If the athlete can’t do anything at this point to increase his vertical jump, can we then determine the jump height using the recorded ground reaction forces during phases 1-3?

We do know so far that the initial velocity $latex v(0)=2.45 m/s^2 &s=1$ and that the gravity of earth has an acceleration of $latex a=9.81m/s^2 &s=1$

We also know that during the peak of the jump, vertical velocity has to be zero as otherwise, the athlete would still gain height, which would also mean that he hasn’t reached the peak of the jump yet.

$latex

\displaystyle

v(t_{peak})=0 &s=2

$

If we know initial velocity and earth’s gravity, we can calculate the velocity during every moment of the jump like this:

$latex

\displaystyle

v(t)=v(0) -a * t &s=2

$

Therefore, we can calculate the time it takes the jumper to reach the peak of the jump as follows:

$latex

\displaystyle

\begin{aligned}

v(t_{peak}) &= v(0) – a * t_{peak} \\ \\

=> 0 &= v(0) – a * t_{peak}

\end{aligned} &s=2 $

$latex

\displaystyle

= > t_{peak} = \frac{v(0)}{a} = \frac{2.45m/s}{9.81m/s^2} = 0.25s

&s=2 $

So now that we know the velocity $latex v(t) &s=1 $ during every moment of the jump, and the time of the peak of the jump 0.25s we can calculate the jump height as the integral of velocity over the time it takes to reach the peak of the jump:

$latex

\displaystyle

\begin{aligned}

h_{jump} &= \int_0^{\frac{v(o)}{a}} \bigg( v(o) – at \bigg) \ \mathrm{d}t= \\ \\

& = v(o)t \ – \ \frac{1}{2} at^2 \ \bigg|_0^{\frac{v(0)}{a}} \\ \\

& = v(0) \left(\frac{v(0)}{a}\right) – \frac{1}{2} a \left(\frac{v(0)}{a}\right)^2 \\ \\

& = \frac{v(0)^2}{a} \ – \ \frac{1}{2} \frac{v(0)^2}{a} \\ \\ \end{aligned} &s=2 $

$latex

\displaystyle

=> h_{jump} \ = \ \frac{1}{2} \frac{v(0)^2}{a}

&s=2 $

So, we end up with a pretty simple formula that allows us to calculate the vertical jump height if we know the initial velocity.
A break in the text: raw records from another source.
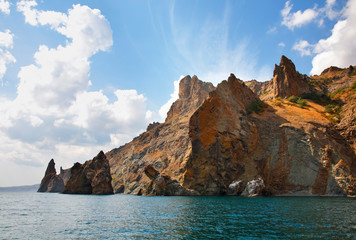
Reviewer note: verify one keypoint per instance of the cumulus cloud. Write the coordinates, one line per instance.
(6, 42)
(339, 49)
(300, 18)
(208, 52)
(303, 47)
(4, 7)
(281, 44)
(297, 19)
(54, 114)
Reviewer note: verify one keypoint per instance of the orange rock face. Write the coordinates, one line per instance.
(92, 177)
(211, 145)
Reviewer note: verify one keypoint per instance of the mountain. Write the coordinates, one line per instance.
(292, 135)
(27, 188)
(92, 177)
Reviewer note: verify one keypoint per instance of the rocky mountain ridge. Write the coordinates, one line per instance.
(293, 135)
(225, 140)
(92, 177)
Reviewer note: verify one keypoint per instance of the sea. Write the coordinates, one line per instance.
(31, 215)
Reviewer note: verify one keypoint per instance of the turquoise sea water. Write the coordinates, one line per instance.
(28, 215)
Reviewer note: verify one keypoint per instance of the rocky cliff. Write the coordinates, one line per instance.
(225, 140)
(92, 177)
(286, 82)
(52, 182)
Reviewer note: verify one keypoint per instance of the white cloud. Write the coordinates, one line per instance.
(6, 41)
(54, 115)
(303, 47)
(340, 48)
(299, 18)
(174, 96)
(272, 30)
(207, 50)
(4, 7)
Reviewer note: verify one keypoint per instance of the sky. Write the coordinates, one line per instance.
(77, 77)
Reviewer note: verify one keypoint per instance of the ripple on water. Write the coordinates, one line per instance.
(58, 216)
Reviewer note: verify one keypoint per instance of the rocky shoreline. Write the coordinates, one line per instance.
(290, 136)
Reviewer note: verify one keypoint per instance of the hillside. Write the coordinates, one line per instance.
(299, 140)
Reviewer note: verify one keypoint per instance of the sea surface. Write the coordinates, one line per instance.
(30, 215)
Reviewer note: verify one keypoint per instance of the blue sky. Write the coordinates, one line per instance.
(81, 76)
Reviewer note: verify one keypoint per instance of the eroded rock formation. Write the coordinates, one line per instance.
(51, 182)
(210, 145)
(92, 177)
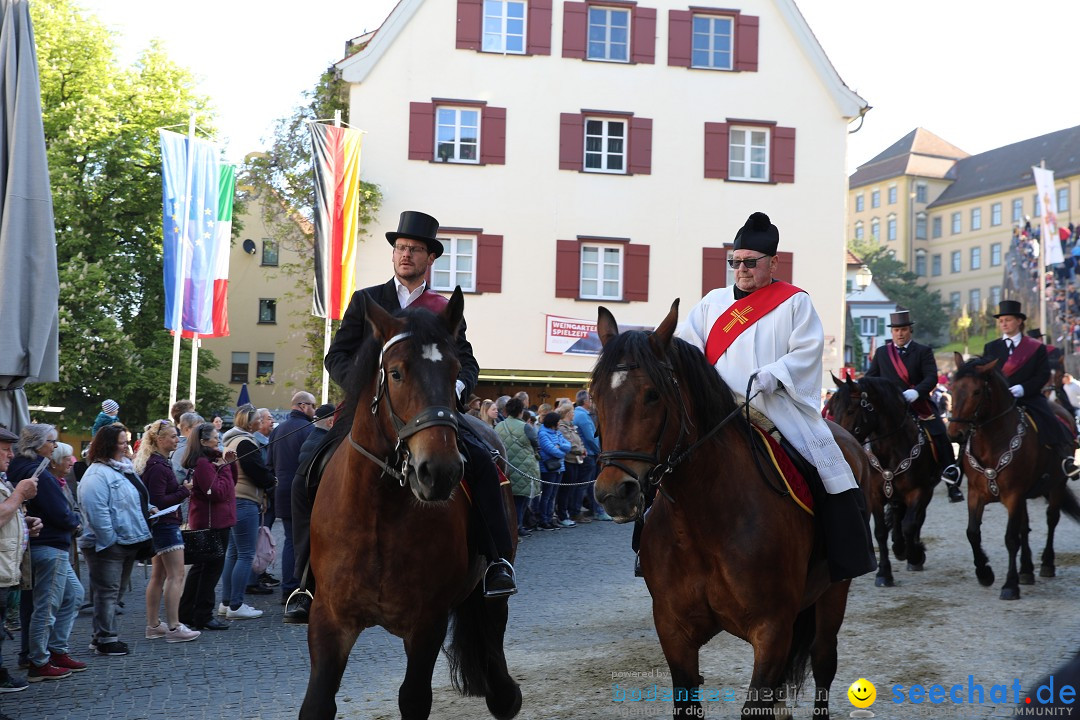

In our specific case we get:

$latex

\displaystyle

h_{jump} = \frac{1}{2} \frac{(2.45m/s)^2}{9.81 m/s^2} = 0.306m

&s=2 $

This interactive graph shows the relationship between impulse, mass of the jumper, initial velocity and jump height:

##### Calculate Vertical Jump Height based on impulse, velocity and weight:

If you are a sports scientist and you have access to a force plate then this is great! But are there easier ways to calculate vertical jump height using physics?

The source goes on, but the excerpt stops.